Rupee Snaps 2-Day Gains On Reversal In Crude Oil Prices

13 Jun 2019 05:27 PM
 

Financial Market Overview

13th June, 2019

Evening Coffee

MARKETS AT CLOSE                                    

Indian Rupee

  • The Indian rupee fell for the first time in three sessions due to a bounce-back in crude oil prices that prompted demand for the greenback from oil importers. The rupee ended at 69.51 to the dollar, against 69.34 at the previous close. The currency opened at 69.35 and briefly rose to the day’s high of 69.31 before easing to the day’s low of 69.57. Spike in oil prices led to the break of a strong technical resistance at around 69.40 on the pair today as state-run lenders were buying dollars.
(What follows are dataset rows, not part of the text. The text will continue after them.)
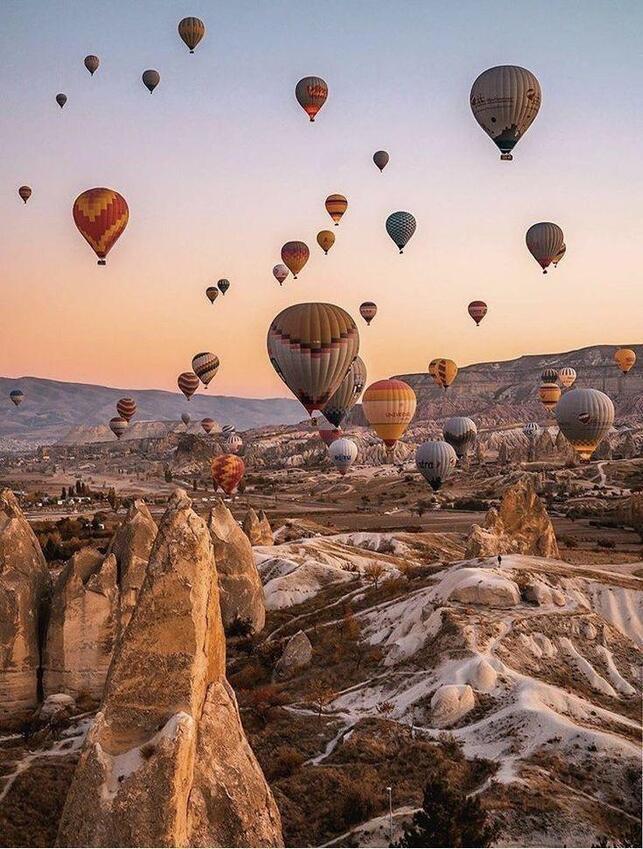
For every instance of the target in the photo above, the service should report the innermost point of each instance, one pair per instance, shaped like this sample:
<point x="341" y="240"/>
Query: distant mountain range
<point x="53" y="407"/>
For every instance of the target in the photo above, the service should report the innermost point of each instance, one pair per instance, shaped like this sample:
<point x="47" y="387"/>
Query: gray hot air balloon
<point x="436" y="462"/>
<point x="460" y="432"/>
<point x="345" y="396"/>
<point x="400" y="226"/>
<point x="505" y="101"/>
<point x="585" y="416"/>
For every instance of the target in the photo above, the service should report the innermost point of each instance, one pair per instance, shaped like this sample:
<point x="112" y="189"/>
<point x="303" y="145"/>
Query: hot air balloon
<point x="126" y="408"/>
<point x="477" y="310"/>
<point x="327" y="432"/>
<point x="188" y="383"/>
<point x="445" y="373"/>
<point x="460" y="432"/>
<point x="435" y="461"/>
<point x="584" y="417"/>
<point x="368" y="311"/>
<point x="227" y="471"/>
<point x="505" y="101"/>
<point x="232" y="443"/>
<point x="325" y="240"/>
<point x="191" y="31"/>
<point x="100" y="215"/>
<point x="343" y="453"/>
<point x="567" y="376"/>
<point x="91" y="63"/>
<point x="400" y="226"/>
<point x="624" y="359"/>
<point x="311" y="94"/>
<point x="151" y="79"/>
<point x="280" y="272"/>
<point x="295" y="256"/>
<point x="205" y="365"/>
<point x="311" y="347"/>
<point x="549" y="375"/>
<point x="118" y="426"/>
<point x="380" y="158"/>
<point x="549" y="394"/>
<point x="531" y="431"/>
<point x="389" y="406"/>
<point x="336" y="206"/>
<point x="345" y="396"/>
<point x="544" y="241"/>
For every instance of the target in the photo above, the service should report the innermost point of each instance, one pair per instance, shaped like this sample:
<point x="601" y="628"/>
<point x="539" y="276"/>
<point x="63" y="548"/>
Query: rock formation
<point x="131" y="546"/>
<point x="24" y="583"/>
<point x="257" y="528"/>
<point x="519" y="526"/>
<point x="82" y="626"/>
<point x="240" y="587"/>
<point x="166" y="762"/>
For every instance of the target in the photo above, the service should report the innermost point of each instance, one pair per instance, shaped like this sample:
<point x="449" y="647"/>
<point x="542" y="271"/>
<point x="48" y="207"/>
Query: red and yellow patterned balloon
<point x="101" y="215"/>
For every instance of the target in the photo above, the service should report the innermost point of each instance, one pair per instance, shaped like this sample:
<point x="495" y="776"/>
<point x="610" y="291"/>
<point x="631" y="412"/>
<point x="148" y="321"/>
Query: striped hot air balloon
<point x="400" y="226"/>
<point x="545" y="241"/>
<point x="505" y="101"/>
<point x="188" y="383"/>
<point x="311" y="94"/>
<point x="460" y="432"/>
<point x="368" y="311"/>
<point x="100" y="215"/>
<point x="345" y="396"/>
<point x="205" y="365"/>
<point x="336" y="206"/>
<point x="477" y="310"/>
<point x="126" y="408"/>
<point x="191" y="31"/>
<point x="585" y="416"/>
<point x="227" y="471"/>
<point x="435" y="461"/>
<point x="389" y="406"/>
<point x="295" y="256"/>
<point x="311" y="347"/>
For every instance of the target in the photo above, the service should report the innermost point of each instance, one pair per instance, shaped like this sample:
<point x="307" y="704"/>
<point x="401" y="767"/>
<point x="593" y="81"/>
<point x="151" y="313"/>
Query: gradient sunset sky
<point x="220" y="167"/>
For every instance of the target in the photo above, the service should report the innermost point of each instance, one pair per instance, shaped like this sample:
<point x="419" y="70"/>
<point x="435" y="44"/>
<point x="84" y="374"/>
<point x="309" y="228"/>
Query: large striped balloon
<point x="505" y="101"/>
<point x="311" y="94"/>
<point x="585" y="416"/>
<point x="205" y="366"/>
<point x="545" y="241"/>
<point x="101" y="215"/>
<point x="345" y="396"/>
<point x="311" y="347"/>
<point x="389" y="406"/>
<point x="188" y="383"/>
<point x="227" y="471"/>
<point x="126" y="408"/>
<point x="400" y="226"/>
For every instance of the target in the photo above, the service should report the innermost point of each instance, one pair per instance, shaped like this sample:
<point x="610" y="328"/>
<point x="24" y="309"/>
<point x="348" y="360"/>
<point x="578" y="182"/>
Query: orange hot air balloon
<point x="445" y="372"/>
<point x="325" y="240"/>
<point x="311" y="94"/>
<point x="295" y="256"/>
<point x="389" y="406"/>
<point x="624" y="359"/>
<point x="227" y="471"/>
<point x="101" y="215"/>
<point x="336" y="206"/>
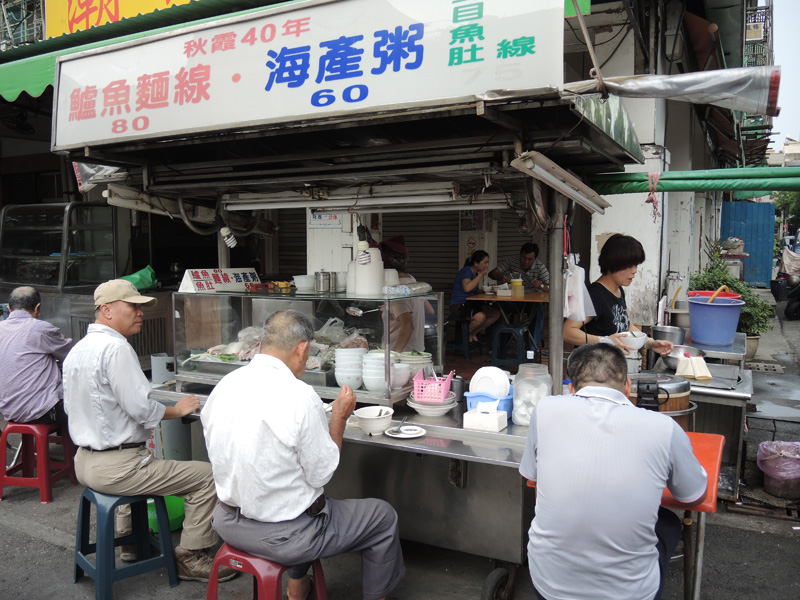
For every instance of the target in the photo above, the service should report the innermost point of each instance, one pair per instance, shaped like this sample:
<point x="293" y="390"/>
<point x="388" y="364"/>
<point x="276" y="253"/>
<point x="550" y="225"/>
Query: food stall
<point x="65" y="250"/>
<point x="348" y="108"/>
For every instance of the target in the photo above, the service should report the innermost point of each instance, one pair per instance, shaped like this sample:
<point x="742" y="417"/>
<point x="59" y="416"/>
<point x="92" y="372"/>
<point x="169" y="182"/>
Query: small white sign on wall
<point x="325" y="221"/>
<point x="219" y="280"/>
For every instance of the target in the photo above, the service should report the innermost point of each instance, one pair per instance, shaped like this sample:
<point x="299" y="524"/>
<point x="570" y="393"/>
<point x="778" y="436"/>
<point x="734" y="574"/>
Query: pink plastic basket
<point x="431" y="390"/>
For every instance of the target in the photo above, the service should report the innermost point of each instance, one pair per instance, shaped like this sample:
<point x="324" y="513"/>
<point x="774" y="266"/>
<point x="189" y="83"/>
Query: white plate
<point x="406" y="432"/>
<point x="490" y="380"/>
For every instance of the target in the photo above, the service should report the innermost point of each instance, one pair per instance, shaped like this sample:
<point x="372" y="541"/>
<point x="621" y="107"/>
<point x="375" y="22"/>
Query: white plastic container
<point x="369" y="277"/>
<point x="531" y="384"/>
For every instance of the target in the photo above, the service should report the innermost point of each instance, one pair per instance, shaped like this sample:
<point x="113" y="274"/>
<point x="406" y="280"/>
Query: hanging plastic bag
<point x="577" y="302"/>
<point x="332" y="331"/>
<point x="144" y="280"/>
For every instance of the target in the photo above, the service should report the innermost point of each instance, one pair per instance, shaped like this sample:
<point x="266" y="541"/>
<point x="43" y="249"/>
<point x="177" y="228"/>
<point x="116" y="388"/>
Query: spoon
<point x="399" y="427"/>
<point x="357" y="312"/>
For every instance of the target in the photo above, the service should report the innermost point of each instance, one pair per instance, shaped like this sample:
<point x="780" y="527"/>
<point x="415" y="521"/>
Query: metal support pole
<point x="555" y="261"/>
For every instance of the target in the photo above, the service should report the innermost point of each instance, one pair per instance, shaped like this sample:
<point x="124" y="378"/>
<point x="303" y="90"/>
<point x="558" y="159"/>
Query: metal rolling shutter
<point x="292" y="248"/>
<point x="509" y="240"/>
<point x="432" y="244"/>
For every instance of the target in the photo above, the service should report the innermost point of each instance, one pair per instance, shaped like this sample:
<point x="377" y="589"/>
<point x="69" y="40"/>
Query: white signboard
<point x="325" y="221"/>
<point x="219" y="280"/>
<point x="307" y="60"/>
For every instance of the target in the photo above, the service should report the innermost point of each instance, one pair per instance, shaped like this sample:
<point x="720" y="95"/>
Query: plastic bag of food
<point x="333" y="331"/>
<point x="780" y="460"/>
<point x="354" y="340"/>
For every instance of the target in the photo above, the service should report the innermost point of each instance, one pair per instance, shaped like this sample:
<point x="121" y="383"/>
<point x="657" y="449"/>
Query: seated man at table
<point x="601" y="465"/>
<point x="30" y="349"/>
<point x="535" y="278"/>
<point x="272" y="451"/>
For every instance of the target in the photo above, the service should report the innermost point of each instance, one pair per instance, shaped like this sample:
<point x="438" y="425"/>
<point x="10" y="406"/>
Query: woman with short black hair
<point x="480" y="316"/>
<point x="619" y="260"/>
Weak appetite in the broad market too weighed on local currency.
  • On the U.S. policy outlook, odds of a Fed easing increased after softer-than-expected U.S. consumer inflation data. U.S. retail inflation rose 1.8% year-on-year in May, lower than the 1.9% expected by economists. The more closely-watched core consumer price index was up 2%, 0.1% slower than expected.

Indian Equities

  • Benchmark indices ended mixed but off day's low in the volatile session on June 13 with Nifty holds above 11,900 level. At close, the Sensex was down 15.45 points at 39,741.36, while Nifty was up 7.80 points at 11,914.00. About 916 shares have advanced, 1590 shares declined, and 155 shares are unchanged. Indiabulls Housing, Zee Entertainment, BPCL, Grasim Industries and Power Grid were among major gainers on the Nifty, while losers were Yes Bank, IndusInd Bank, Infosys, IOC and UPL. Among the sectors, selling was seen in the IT, metal, pharma, PSU bank and auto

Global Markets

  • European markets are higher today with shares in Germany leading the region. The DAX is up 0.43% while London's FTSE 100 is up 0.21% and France's CAC 40 is up 0.02%.
  • Wall Street ended down slightly on Wednesday, with bank stocks declining as prospects of a U.S. interest rate cut rose and energy shares tumbling along with oil prices. The S&P 500 energy index slid 1.4%, the most among the 11 S&P sectors, as demand worries drove U.S. crude prices down 4%. The day's losses made energy the worst-performing S&P 500 sector for the year-to-date. The Dow Jones Industrial Average fell 43.68 points, or 0.17%, to 26,004.83, the S&P 500 lost 5.88 points, or 0.20%, to 2,879.84 and the Nasdaq Composite dropped 29.85 points, or 0.38%, to 7,792.72.
  • Washington posted a $208 billion budget deficit in May as a modest increase in revenues failed to make up for higher spending on the military and social welfare programs like Medicare, according to data released on Wednesday by the Treasury Department. Government spending rose to $440 billion, up 21% from May of 2018. Receipts increased to $232 billion, up 7% from the same month last year.
  • The Los Angeles and Long Beach port complex - the No. 1 hub for U.S. ocean trade with China - processed 6.3% fewer inbound cargo containers in May, signaling that the escalating U.S.-China trade war is roiling business activity. Exports from the California seaport complex, the nation's busiest, fell 7.4% year-on-year. U.S. companies ranging from retailers to manufacturers stockpiled goods before Washington and Beijing began slapping tariffs on imports last year.
  • Britain's Brexit-battered housing market steadied in May and a measure of prices improved as the delay in the country's European Union exit gave some encouragement to buyers.